In a press conference on Tuesday, Environment Minister Nick Smith and Christchurch mayor Lianne Dalziel announced that plan changes affecting property owners as a consequence of future coastal hazards would be dealt with through normal planning processes and not through the fast-tracked District Plan review process.
The Christchurch City Council sparked anger and anxiety among coastal property owners in July when an assessment it commissioned of the long-term threat posed by sea level rise identified 6000 properties that could be susceptible to erosion and nearly 18,000 that could face coastal inundation over the next 50 to 100 years.
The council immediately amended Land Information Memorandums for those properties to indicate they were in a coastal hazard zone and announced it was proposing through the Replacement Christchurch District Plan (RCDP) to limit new development in the areas considered most at risk.
That sparked concern people would not be able to develop their properties, values in coastal areas would dive and it would become harder and more costly to get insurance.
Christchurch Coastal Residents United spokesman Tim Sintes said the decision to step back was “fantastic news”.
“To get a result like this, it’s democracy at it’s best.
“It has to go this way, with a national standard, rather than ticking off one town after another.”
The issue of sea level rise is a complex one, and not one Councils should be doing in isolation, and rushing through.
Smith said Christchurch had enough on its plate and did not need to have the added burden of leading the country and the world on how to deal with the issue of climate change and sea level rise.
The Government was proposing both legislative changes and national policy guidance on such hazards as part of its Resource Management Act reform programme.
“More time will also allow contestable advice and normal appeal rights to the Environment Court.
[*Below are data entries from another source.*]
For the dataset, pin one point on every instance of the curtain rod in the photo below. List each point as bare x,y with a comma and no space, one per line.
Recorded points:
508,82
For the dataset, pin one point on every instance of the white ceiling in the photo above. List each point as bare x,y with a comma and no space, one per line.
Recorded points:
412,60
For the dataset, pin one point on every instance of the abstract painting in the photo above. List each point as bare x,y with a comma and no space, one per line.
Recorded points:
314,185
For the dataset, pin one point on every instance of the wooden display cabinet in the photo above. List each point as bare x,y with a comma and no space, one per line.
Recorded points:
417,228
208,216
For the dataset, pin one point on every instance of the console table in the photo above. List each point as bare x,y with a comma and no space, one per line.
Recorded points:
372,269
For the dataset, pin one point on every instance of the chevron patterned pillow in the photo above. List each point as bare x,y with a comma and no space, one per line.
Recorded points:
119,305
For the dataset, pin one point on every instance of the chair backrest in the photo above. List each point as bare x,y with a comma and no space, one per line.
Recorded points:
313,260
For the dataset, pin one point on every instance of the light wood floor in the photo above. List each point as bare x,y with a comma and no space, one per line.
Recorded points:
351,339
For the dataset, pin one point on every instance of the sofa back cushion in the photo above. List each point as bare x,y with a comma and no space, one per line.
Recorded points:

It makes sense for the timing of this work to be aligned with national policy. I am satisfied that the existing plans provide adequate interim measures to deal with these risks in the immediate future,” Smith said.
We have robust data showing there has been sea level increases in NZ. From 1900 to 2000 the sea level in Auckland increased 16 cm, or 1.6 mm a year. While this rate has been increasing globally, in Auckland it does not yet appear to be accelerating. It will to some degree, but we don’t know to what degree. And hence rushing through LIM notations on properties when the data is not yet clear, is unwise.